Burden gave Portland, Ore.; Seattle; Vancouver, British Columbia; and Charlotte as examples where making the streets friendly to people is bringing vibrancy to areas and increasing home values.

He said Birmingham has many streets that are wider than necessary for car traffic, with plenty of room for bike and pedestrian paths. Streetside parking will encourage businesses to move in, he said.

Trees and other landscaping are also important to create an attractive place where people will want to walk, Burden said. Bike lanes and cars parked on the street help create a buffer between the traffic and walkers.

"We have been building roads for cars, not people," Burden said.

He suggested starting close to downtown Birmingham for the biggest, fastest impact.

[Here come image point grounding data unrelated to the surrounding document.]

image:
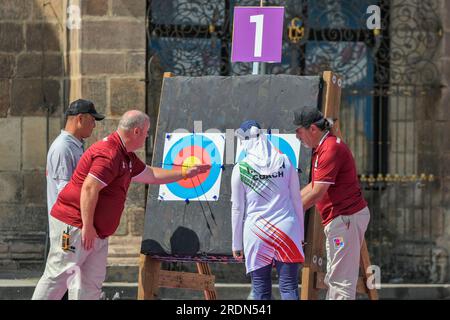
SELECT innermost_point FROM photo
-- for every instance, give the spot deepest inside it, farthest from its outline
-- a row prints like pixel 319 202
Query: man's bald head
pixel 133 129
pixel 133 119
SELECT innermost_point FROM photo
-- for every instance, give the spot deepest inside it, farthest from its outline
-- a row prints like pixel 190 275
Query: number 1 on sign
pixel 259 20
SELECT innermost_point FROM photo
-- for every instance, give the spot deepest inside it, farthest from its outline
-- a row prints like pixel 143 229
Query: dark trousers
pixel 288 281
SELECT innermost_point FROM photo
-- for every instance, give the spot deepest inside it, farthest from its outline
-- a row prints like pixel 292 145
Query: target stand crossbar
pixel 313 275
pixel 152 277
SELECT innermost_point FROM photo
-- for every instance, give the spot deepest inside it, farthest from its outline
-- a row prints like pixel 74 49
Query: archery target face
pixel 186 149
pixel 287 144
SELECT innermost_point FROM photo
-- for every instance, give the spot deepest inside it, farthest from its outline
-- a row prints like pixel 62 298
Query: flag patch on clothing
pixel 338 242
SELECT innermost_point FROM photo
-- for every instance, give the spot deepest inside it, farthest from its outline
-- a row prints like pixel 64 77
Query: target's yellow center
pixel 189 162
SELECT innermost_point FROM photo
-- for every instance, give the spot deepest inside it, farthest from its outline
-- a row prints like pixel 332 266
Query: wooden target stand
pixel 313 275
pixel 152 277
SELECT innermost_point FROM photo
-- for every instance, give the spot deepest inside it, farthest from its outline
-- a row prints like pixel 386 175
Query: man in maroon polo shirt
pixel 88 209
pixel 335 191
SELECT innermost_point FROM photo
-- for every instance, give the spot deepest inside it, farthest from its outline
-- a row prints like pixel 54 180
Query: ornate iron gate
pixel 389 75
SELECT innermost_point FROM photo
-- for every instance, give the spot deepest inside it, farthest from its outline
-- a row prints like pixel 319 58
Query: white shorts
pixel 80 271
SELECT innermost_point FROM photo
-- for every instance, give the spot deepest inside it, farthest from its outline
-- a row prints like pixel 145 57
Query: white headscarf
pixel 261 153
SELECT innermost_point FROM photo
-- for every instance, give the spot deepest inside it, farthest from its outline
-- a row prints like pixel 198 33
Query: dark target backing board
pixel 178 229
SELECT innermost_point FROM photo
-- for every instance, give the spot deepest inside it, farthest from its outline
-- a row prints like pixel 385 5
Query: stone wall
pixel 31 100
pixel 43 66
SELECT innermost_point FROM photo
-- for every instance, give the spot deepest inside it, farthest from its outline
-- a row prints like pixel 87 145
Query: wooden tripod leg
pixel 313 256
pixel 203 268
pixel 148 277
pixel 365 263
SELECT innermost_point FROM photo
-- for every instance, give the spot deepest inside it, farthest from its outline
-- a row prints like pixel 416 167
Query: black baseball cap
pixel 83 106
pixel 307 116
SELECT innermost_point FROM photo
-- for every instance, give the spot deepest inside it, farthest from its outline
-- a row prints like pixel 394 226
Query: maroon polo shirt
pixel 109 162
pixel 333 164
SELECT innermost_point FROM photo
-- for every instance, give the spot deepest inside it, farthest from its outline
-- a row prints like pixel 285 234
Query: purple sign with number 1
pixel 257 34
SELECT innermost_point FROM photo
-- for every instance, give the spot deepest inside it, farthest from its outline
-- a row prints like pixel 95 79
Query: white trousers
pixel 344 237
pixel 77 270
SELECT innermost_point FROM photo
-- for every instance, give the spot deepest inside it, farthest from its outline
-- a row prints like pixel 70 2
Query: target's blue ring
pixel 283 146
pixel 214 154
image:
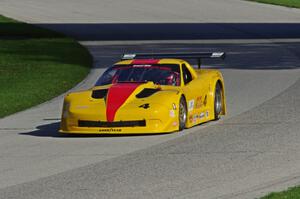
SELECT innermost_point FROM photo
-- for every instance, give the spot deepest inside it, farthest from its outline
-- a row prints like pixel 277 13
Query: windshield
pixel 162 74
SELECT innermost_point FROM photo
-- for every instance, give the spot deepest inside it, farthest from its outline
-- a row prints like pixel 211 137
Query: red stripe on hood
pixel 117 95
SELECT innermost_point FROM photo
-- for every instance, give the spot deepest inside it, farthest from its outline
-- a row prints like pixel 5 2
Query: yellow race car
pixel 147 93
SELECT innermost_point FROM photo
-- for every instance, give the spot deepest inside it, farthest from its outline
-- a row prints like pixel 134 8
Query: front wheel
pixel 182 114
pixel 218 106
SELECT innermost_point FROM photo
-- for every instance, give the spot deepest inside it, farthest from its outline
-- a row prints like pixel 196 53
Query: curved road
pixel 250 152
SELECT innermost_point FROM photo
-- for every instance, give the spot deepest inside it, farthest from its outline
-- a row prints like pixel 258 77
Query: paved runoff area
pixel 250 152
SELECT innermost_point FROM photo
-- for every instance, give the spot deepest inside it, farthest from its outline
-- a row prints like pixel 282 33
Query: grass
pixel 36 65
pixel 287 3
pixel 291 193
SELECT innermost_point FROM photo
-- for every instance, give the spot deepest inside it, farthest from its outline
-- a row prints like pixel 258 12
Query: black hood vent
pixel 147 92
pixel 99 94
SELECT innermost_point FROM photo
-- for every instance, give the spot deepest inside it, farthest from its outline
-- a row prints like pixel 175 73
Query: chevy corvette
pixel 147 93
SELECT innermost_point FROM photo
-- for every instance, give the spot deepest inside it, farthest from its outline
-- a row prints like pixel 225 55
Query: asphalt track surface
pixel 253 150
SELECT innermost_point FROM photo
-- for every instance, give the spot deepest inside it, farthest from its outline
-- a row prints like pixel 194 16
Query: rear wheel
pixel 182 113
pixel 218 106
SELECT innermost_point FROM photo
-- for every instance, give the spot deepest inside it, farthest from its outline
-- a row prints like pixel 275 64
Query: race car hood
pixel 106 101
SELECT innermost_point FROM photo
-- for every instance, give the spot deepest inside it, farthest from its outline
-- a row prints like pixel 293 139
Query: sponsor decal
pixel 201 115
pixel 205 100
pixel 201 102
pixel 82 107
pixel 110 130
pixel 174 106
pixel 172 113
pixel 195 118
pixel 191 105
pixel 145 106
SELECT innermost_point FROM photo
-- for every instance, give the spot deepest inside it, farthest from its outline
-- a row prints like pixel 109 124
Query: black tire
pixel 182 115
pixel 218 101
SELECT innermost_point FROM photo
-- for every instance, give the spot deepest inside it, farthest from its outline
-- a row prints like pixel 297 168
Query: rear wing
pixel 193 55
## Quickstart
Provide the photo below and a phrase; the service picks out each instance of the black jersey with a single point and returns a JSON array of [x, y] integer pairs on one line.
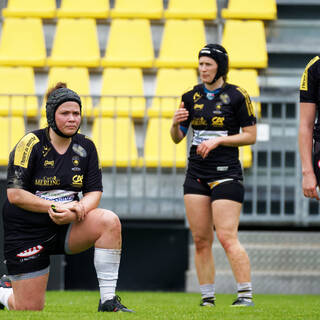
[[35, 166], [310, 89], [221, 115]]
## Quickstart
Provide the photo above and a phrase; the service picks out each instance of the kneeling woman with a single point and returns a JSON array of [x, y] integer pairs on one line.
[[43, 214]]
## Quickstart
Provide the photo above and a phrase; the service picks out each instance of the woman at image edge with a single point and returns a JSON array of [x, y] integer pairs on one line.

For the health summit, Burden took four geographically diverse roads across Birmingham to show the impact of turning them into streets complete with biking and walking paths: Cahaba Road, between the zoo and botanical gardens; Second Avenue South, in front of the Pepper Place building; Third Avenue West near Legion Field; and West Boulevard, in Roebuck, in front of Eastern Health Center.

"This is a movement that's being started by the people," he said. "The solutions are as local as you can get, one neighborhood at a time."

Ecoscape to the east:

The Health Department is hoping its newest health clinic - Eastern Health Center, which opened in December - will be a catalyst to create a model healthful community in what has been an area of decline.

The Health Department dedicated its "ecoscape" garden and walking trail behind the new center Wednesday and wants to get sidewalks on West Boulevard to encourage the neighborhood to visit.

Fleenor announced at the health summit an $80,000 grant the department will give to a coalition of groups that propose a health-related project in the area, such as building a community garden that would provide fresh produce. Fleenor also said the department will fund smaller grants for other communities that would like to create innovative projects that promote health.

"We're not solving the basic issues by simply plopping a health center in the middle of a community," Fleenor said. "We're coming around to the idea that a larger view of health, and a longer view, is what is needed."